Brandon Rose is more than a street scholar, recently graduating Summa Cum Laude with a bachelor’s degree in PR/Corporate Communications and currently pursuing his master’s degree.  He applied his PR knowledge to his music career and masterminded an impressive marketing strategy that paid off in a big way.  In his words, “information without application is just fascination.” Trying to maintain balance as a full-time college student, a full-time employee and professional music artist hasn’t been easy, but his dedication attests to the fact that he’s unafraid to push the envelope when it comes to getting what he wants.

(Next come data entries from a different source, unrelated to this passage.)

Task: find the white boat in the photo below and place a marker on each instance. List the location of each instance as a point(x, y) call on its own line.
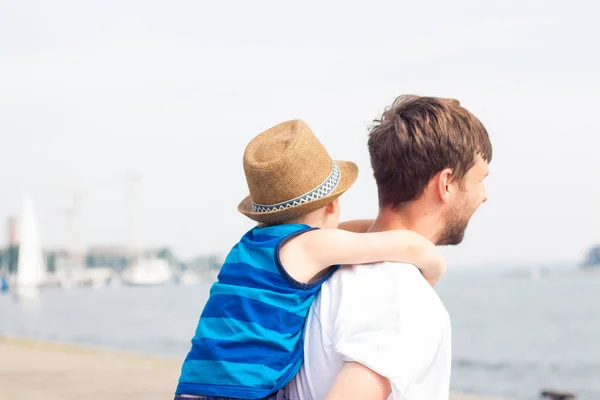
point(148, 272)
point(31, 268)
point(188, 278)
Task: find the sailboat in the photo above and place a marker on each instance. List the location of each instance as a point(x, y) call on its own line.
point(31, 270)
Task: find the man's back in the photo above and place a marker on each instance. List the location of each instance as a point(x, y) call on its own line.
point(385, 317)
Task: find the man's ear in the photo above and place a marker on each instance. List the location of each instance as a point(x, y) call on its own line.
point(443, 184)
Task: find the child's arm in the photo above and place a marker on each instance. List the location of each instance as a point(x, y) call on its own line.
point(307, 255)
point(357, 225)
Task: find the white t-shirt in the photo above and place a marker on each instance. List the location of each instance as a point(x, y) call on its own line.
point(386, 317)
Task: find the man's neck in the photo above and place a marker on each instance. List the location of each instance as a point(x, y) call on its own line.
point(410, 218)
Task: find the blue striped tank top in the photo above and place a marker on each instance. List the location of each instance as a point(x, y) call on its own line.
point(249, 340)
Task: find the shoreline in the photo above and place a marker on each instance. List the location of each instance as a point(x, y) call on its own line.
point(32, 369)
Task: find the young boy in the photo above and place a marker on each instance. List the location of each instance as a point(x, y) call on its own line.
point(249, 340)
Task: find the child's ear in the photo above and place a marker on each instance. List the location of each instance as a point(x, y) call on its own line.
point(333, 207)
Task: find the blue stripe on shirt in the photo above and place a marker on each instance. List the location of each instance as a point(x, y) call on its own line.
point(240, 274)
point(292, 303)
point(208, 372)
point(254, 353)
point(239, 331)
point(249, 310)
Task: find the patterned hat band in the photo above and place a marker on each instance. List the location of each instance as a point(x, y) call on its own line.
point(323, 190)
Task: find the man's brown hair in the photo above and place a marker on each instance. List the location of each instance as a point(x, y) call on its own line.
point(416, 138)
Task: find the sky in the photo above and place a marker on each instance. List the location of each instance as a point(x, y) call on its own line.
point(93, 93)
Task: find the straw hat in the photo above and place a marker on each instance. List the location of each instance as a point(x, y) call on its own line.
point(290, 174)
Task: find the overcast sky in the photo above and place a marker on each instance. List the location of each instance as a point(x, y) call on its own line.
point(92, 92)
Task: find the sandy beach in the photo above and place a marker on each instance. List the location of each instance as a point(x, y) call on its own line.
point(34, 369)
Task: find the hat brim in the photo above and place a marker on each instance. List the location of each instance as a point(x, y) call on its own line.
point(348, 175)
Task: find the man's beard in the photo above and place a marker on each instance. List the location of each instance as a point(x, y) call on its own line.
point(456, 225)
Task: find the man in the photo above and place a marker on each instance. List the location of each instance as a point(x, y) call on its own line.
point(382, 332)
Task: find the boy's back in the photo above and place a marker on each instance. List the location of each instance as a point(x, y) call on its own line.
point(248, 343)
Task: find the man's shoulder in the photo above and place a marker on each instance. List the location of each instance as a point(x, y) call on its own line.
point(383, 273)
point(385, 285)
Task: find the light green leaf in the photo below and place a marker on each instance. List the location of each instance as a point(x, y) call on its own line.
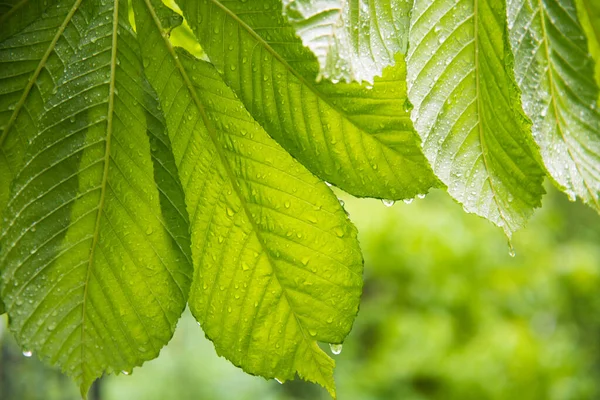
point(358, 139)
point(556, 74)
point(277, 267)
point(467, 111)
point(589, 15)
point(94, 249)
point(353, 40)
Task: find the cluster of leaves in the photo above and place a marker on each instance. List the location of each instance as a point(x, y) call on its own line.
point(136, 178)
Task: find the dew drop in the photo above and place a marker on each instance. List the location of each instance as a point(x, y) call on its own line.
point(335, 348)
point(388, 203)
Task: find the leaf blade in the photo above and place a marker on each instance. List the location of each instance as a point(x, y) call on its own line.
point(466, 110)
point(353, 41)
point(273, 74)
point(94, 271)
point(264, 283)
point(555, 73)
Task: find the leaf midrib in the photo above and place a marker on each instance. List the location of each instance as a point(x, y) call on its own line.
point(299, 76)
point(109, 132)
point(230, 174)
point(506, 227)
point(553, 100)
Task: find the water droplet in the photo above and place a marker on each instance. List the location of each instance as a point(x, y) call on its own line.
point(335, 348)
point(511, 250)
point(388, 203)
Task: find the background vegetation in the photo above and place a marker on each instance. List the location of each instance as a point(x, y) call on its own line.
point(446, 314)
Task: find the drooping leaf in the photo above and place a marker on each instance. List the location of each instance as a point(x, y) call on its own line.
point(277, 266)
point(467, 111)
point(94, 252)
point(17, 14)
point(353, 40)
point(358, 139)
point(556, 76)
point(589, 15)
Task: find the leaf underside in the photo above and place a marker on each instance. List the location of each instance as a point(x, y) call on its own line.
point(277, 264)
point(555, 72)
point(466, 110)
point(94, 249)
point(361, 140)
point(589, 16)
point(353, 40)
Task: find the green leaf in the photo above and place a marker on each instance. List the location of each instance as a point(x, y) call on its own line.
point(353, 40)
point(555, 72)
point(467, 111)
point(27, 74)
point(277, 267)
point(17, 14)
point(589, 15)
point(94, 249)
point(358, 139)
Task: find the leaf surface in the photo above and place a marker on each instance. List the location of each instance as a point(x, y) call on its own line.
point(467, 111)
point(589, 15)
point(94, 249)
point(277, 267)
point(27, 75)
point(556, 76)
point(353, 40)
point(358, 139)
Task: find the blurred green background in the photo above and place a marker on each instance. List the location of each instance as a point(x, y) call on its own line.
point(446, 314)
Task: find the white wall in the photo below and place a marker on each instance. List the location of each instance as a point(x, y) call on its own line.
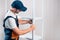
point(52, 20)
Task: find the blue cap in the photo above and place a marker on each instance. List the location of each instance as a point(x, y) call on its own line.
point(18, 5)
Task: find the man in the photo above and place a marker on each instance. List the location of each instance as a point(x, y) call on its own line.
point(11, 22)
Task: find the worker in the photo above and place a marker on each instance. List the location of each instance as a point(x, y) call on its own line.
point(11, 21)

Check the stats on what he was able to accomplish within a 6-month timeframe, without a label or management:

  • Self-released inaugural mixtape, “Cold Blooded in the summer of 2016”
  • Directed and self-released 2 videos for songs on the mixtape, “Street Warfare” and “Ridin Round”
  • Received contact from 3 record labels after release of the “Street Warfare” video including RCA Records, Cash Money Records, and 300 Entertainment
  • Performed live at Club Pyramid in Manhattan, Blackthorn 51 in Elmhurst, Queens & The Paper Box in Brooklyn
  • Collected over 3.4 million views on in just 4 months.

The numbers don’t lie; they simply illuminate one frame within a much larger picture.

When you listen to Brandon Rose on the mic, he sounds well beyond his 23 years.  Weighing in at 14 tracks, “Cold Blooded” delivers straight heat with just the right pace and energy needed for a memorable debut effort.  “All of my experiences led me to be cold blooded so I translated them into music.”  A few seconds into “Ridin Round,” you already know this is one of those street anthems perfect for radio.   Chaz “KC” Wilder helmed the production, laying a solid foundation to the insanely catchy hook and deft word play – “On It, I been feelin’ like I gotta get em off me/I could run my own route like Mr. Softee/I’m the energizer bunny with coffee/Mr. Big shot got ma Billups call me Chauncey/on ma Steph Curry flow know you can’t cross me.”

On “Street Warfare” co-produced by ThaVenom Beats and Sourze Music, Brandon Rose cuts to the chase and lays down a brutal assault from start to finish, easily one of the mixtape’s standout tracks – “Trigga fingers that won’t aim slow, it’s a work of art when they let that thang go/And if your name’s known it’s hard to keep the flame low/I’m comin’ with the flame throwa, make ya have to change clothes…”  Whether he flows over a trap beat or 90s boom bap, he’s a lyrical vigilante.

Evidenced by the upward trajectory in his career in such a short time, it’s safe to say that Brandon Rose has positioned himself as the pioneer for the community that birthed and bred him, soon to officially add ‘Throggz Neck City’ to the list of respected Hip Hop landmarks.